Wednesday, 28 January 2015

Tips and Tricks: Fun at FNM

So, I thought I'd get on here this week and talk about something that I've recently started going back to: Friday Night Magic. Now, this doesn't just apply to FNMs as it can be applied to any non-pro Magic event, but for simplicity's sake, I'm just going to say "FNM". These aren't going to be tips on how to be better at FNMs specifically, but they may help. These are going to be bits of advice on how to have more fun and be a more enjoyable opponent for other players. So, here are 5 tips for making your FNM more enjoyable for everyone.

1: You Don't Need to 2-0 Each Round
This is something that I had to learn the hard way on my own. Often, I used to get very worked up over the result of my first game of each match. I used to think that winning that gave me some sort of edge over my opponent or that I was guaranteed the match or something along those lines. As a result, I would often stress out if I lost the first game and it usually led to a 0-2 loss for me. Since then, I've discovered that if I treat the first game as a complete wash, I have a lot more fun and I do better too. I'm not suggesting that you sabotage yourself, just that think of a first game loss as a big opportunity instead of a defeat.

The logic behind this is pretty simple. Firstly, it gives you an opportunity to get into the pilot seat of your deck fairly comfortably. This is really important for Limited events as you probably won't have had time to fine-tune your deck as much as in Constructed formats. The longer you have to adjust to your deck and your opponent, the better it is for you. Secondly, I find that it actually gives you a leg up on your opponent instead of the way I used to think. This is because your opponent may not want to sideboard fully against your deck since they won the first time. This gives you a slight advantage as you will be able to tweak your deck a little more than your opponent and catch them off guard. Finally, it might make your opponent mess up in the second game. This really depends on your opponent, but I know a few players that will let a simple game win inflate their ego so much that they will make rookie mistakes and therefore make it easier for you. Just don't lose your mind is all I'm saying.

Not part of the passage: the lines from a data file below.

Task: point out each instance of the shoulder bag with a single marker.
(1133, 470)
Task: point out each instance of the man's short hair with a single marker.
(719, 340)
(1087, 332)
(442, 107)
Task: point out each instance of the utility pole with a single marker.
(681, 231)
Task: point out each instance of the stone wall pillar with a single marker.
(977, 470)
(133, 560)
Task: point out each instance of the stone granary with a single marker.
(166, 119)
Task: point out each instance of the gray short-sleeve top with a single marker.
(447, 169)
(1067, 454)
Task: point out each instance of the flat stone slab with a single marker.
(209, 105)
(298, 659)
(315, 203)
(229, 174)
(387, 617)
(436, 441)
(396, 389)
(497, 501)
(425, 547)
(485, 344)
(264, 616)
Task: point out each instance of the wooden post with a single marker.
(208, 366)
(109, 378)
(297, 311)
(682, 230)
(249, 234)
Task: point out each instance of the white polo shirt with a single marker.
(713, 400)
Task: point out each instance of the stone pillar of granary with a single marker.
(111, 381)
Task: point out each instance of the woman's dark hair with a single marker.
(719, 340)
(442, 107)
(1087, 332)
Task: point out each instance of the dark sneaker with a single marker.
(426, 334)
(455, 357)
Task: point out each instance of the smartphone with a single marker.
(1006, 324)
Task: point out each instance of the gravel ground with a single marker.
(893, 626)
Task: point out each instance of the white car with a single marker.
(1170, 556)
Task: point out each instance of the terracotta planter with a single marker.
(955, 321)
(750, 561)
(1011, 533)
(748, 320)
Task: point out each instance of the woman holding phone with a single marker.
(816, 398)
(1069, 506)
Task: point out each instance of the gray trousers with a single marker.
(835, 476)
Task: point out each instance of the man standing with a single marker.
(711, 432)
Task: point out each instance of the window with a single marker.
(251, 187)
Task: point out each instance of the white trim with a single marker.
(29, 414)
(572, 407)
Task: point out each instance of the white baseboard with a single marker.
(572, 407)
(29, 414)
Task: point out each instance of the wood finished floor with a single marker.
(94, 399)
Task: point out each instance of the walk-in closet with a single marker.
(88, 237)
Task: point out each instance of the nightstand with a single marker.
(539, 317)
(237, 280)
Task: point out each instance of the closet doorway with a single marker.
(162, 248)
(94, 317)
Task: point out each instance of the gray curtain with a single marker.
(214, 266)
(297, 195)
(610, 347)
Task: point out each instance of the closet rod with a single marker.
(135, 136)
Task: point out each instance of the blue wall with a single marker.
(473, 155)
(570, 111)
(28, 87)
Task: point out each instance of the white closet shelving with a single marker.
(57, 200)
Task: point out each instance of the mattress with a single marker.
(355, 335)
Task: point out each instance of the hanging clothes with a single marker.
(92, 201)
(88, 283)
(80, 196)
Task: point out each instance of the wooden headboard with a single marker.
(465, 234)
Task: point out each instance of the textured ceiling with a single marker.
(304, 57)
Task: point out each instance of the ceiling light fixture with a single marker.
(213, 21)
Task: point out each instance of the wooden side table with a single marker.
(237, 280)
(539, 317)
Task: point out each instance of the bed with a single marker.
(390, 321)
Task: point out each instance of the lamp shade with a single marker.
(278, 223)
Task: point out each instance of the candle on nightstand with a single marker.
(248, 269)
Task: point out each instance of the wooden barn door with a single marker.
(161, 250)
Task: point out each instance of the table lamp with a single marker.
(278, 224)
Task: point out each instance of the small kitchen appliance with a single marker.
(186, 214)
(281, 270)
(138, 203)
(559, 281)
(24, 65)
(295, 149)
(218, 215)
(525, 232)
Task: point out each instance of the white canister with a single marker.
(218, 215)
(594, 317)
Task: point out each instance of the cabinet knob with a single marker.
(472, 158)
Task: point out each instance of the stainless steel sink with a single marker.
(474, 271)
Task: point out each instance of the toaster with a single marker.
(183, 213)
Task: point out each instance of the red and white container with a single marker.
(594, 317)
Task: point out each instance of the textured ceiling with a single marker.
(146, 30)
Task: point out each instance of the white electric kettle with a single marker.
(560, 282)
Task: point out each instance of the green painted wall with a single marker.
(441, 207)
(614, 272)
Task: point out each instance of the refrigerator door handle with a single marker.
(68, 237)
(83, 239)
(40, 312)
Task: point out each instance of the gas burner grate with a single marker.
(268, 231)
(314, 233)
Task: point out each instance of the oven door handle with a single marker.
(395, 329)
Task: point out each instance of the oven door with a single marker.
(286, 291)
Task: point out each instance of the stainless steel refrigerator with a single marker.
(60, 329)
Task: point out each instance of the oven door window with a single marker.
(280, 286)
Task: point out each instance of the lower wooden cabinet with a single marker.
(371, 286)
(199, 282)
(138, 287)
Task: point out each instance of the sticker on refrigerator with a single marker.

2: You're Not Playing Jon Finkel
This is something I see way too often: a player getting upset at an opponent for forgetting to untap his lands or draw her card for the turn or something stupid like that. A lot of new players come out to FNMs and their impression of the game and its community as a whole is impacted by their opponents. Yes, I understand you want to win, but you've probably got an advantage over your opponent if you've been playing longer than they have. If you lose, oh no! You're out a whole 3 packs maybe? What's the big deal? Just keep calm and keep playing Magic.

3. Be a Teacher
As with the last point, many new players come out to store-level events to learn and experienced players should act as teachers for them. Don't tell them how to play the game though. It's very important to teach new players organically. Don't say "Cast Doom Blade targeting my untapped Jokulmorder so you can swing in with your Village Cannibals for the win"; that doesn't teach them anything. Say something like "Your Cannibals are big enough to kill me if they can get through this combat". Phrasing like that just plants the seed of an idea in their mind and it becomes up to the player to nurture it. Mark Rosewater wrote a great article a few years ago about teaching people Magic and it's a good place to start for teaching tips (seriously go read it).

4. Make Friends
If you're going to your local store to play FNMs, get to know the people you're playing with. If you're visiting from out of town, experience some new friends and a different gaming environment. You can bounce deck ideas off other people who might have differing viewpoints and make point things out to you that you never noticed before. Making new friends is one of the best ways to grow as a Magic player.

5. Laugh
Seriously. It's a game. Have some Jace-damned fun with it!